Tax Implications of Treasury I Bonds

Understanding the tax treatment of I Bonds is crucial for maximizing their benefits:

  • State and Local Taxes: The interest earned on I Bonds is exempt from state and local income taxes. This is a significant advantage, especially for those living in states with high income tax rates.
  • Federal Income Tax: Federal taxes on the interest earned are deferred until the bond is redeemed, matures, or is otherwise disposed of. You will receive an IRS Form 1099-INT for the interest earned in the year of redemption.
  • Higher Education Expenses: A notable tax benefit is the potential exemption from federal income tax on the interest if the I Bonds are redeemed and used to pay for qualified higher education expenses. This requires meeting certain income and other requirements.

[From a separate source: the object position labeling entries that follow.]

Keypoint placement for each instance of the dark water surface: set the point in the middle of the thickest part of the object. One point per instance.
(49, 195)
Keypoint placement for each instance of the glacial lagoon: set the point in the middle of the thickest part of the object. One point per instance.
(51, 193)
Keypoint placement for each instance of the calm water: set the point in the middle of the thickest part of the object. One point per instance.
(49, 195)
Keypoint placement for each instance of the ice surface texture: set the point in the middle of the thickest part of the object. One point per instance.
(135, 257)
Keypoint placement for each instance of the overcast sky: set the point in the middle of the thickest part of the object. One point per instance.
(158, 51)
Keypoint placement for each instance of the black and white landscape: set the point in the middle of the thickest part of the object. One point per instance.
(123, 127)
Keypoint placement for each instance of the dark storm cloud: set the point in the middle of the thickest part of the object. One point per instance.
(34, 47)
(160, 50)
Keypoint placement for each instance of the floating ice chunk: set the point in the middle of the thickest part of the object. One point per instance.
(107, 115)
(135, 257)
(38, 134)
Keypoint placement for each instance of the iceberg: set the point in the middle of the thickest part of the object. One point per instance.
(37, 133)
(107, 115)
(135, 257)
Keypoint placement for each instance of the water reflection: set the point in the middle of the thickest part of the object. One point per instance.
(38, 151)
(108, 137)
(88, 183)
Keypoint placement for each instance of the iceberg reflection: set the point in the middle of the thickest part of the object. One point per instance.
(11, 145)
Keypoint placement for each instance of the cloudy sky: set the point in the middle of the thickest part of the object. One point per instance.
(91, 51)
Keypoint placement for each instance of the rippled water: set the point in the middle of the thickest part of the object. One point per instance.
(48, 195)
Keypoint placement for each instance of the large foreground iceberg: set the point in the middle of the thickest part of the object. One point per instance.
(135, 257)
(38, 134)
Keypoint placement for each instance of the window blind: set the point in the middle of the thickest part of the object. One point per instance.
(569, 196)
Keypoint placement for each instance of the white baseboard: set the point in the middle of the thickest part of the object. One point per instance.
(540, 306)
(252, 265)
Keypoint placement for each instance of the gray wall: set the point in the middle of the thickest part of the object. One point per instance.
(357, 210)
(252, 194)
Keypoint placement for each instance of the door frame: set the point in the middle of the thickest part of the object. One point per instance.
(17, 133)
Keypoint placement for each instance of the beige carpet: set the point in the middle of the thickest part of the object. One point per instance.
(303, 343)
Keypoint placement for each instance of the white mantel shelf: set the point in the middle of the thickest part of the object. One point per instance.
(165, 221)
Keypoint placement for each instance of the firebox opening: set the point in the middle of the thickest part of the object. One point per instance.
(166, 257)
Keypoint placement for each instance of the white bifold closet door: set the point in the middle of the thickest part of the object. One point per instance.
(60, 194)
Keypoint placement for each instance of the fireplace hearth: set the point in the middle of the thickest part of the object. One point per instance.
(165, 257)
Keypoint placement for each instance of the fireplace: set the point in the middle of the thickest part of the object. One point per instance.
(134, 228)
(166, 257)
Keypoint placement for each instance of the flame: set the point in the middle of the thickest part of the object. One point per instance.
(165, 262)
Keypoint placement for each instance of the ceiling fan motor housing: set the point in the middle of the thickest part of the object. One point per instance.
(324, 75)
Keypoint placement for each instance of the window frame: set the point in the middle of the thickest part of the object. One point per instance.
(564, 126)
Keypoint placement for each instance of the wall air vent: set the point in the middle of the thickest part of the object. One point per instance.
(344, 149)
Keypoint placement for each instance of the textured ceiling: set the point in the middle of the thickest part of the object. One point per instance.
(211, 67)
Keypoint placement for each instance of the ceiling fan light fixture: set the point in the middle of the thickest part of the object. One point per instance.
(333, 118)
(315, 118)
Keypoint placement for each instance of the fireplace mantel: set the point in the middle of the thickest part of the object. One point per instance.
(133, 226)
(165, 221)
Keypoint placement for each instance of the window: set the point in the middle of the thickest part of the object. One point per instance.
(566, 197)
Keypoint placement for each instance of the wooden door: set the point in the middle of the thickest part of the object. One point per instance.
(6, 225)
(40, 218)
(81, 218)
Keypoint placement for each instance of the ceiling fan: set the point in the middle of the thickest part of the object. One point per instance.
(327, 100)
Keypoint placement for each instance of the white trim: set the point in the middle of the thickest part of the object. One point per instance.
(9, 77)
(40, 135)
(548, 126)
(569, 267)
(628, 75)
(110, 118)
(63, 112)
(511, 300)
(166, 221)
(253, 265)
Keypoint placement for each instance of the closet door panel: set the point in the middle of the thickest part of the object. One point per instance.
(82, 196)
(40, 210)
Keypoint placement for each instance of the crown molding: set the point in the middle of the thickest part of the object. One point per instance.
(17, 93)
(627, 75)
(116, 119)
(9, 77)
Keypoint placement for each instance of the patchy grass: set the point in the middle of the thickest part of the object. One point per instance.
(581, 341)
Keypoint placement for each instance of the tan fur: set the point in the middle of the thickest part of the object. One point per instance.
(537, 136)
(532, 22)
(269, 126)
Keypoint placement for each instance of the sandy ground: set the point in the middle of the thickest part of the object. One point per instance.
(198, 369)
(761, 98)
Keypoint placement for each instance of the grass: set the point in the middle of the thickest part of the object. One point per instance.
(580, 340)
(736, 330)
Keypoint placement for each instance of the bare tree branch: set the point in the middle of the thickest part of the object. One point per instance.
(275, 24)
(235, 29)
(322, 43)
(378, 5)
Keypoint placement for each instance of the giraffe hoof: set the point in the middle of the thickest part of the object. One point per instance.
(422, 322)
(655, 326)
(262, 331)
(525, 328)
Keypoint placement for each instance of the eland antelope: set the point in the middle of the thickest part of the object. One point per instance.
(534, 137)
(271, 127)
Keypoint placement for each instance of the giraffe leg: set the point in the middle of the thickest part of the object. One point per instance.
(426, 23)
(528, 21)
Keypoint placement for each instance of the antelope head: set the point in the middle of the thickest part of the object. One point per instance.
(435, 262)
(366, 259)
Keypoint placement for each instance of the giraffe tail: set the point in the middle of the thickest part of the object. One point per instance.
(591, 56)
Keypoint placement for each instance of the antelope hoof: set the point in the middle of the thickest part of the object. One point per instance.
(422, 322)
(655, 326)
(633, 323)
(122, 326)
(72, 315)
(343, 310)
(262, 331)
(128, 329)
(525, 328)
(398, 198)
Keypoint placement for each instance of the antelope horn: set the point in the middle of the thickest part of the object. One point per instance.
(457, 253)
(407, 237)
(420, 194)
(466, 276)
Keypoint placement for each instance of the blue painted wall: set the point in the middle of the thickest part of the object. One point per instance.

Current Interest Rates for Treasury I Bonds

The interest rate for I Bonds is dynamic and changes every six months. The composite rate is a combination of the fixed rate and the semiannual inflation rate. As of May 2026, newly purchased Series I Savings Bonds will pay an annual composite rate of 4.26% through October 31, 2026. This rate includes a fixed rate of 0.90% and a variable inflation rate of 3.34%. These rates can fluctuate based on economic conditions.

Frequently Asked Questions about Treasury I Bonds

Q: Are Treasury I Bonds safe? A: Yes, Treasury I Bonds are considered very safe because they are backed by the full faith and credit of the U.S. government. Your principal is protected, and the interest rate will never fall below zero.

Q: How much can I invest in Treasury I Bonds? A: Individuals can purchase up to $10,000 in electronic I Bonds per calendar year through TreasuryDirect.gov.

Q: When can I redeem my Treasury I Bonds? A: You must hold your I Bond for at least 12 months before redemption. If redeemed within five years, you will forfeit the last three months of interest.

Q: How is the interest rate on I Bonds determined? A: The interest rate is a composite of a fixed rate (set at purchase) and a variable inflation rate (adjusted every six months based on CPI-U).

Q: Are I Bonds taxable? A: The interest earned is exempt from state and local taxes. Federal income tax is deferred until redemption or maturity, and may be waived if used for qualified education expenses.

Conclusion

Treasury I Bonds offer a compelling combination of safety, inflation protection, and attractive tax advantages, making them a valuable tool for preserving and growing savings, especially in times of rising prices. While they come with liquidity limitations and specific redemption rules, their ability to safeguard purchasing power and provide tax deferral makes them a unique and beneficial component of a well-rounded financial strategy. By understanding how they work and adhering to the purchase and redemption guidelines, investors can effectively leverage I Bonds to protect their financial future.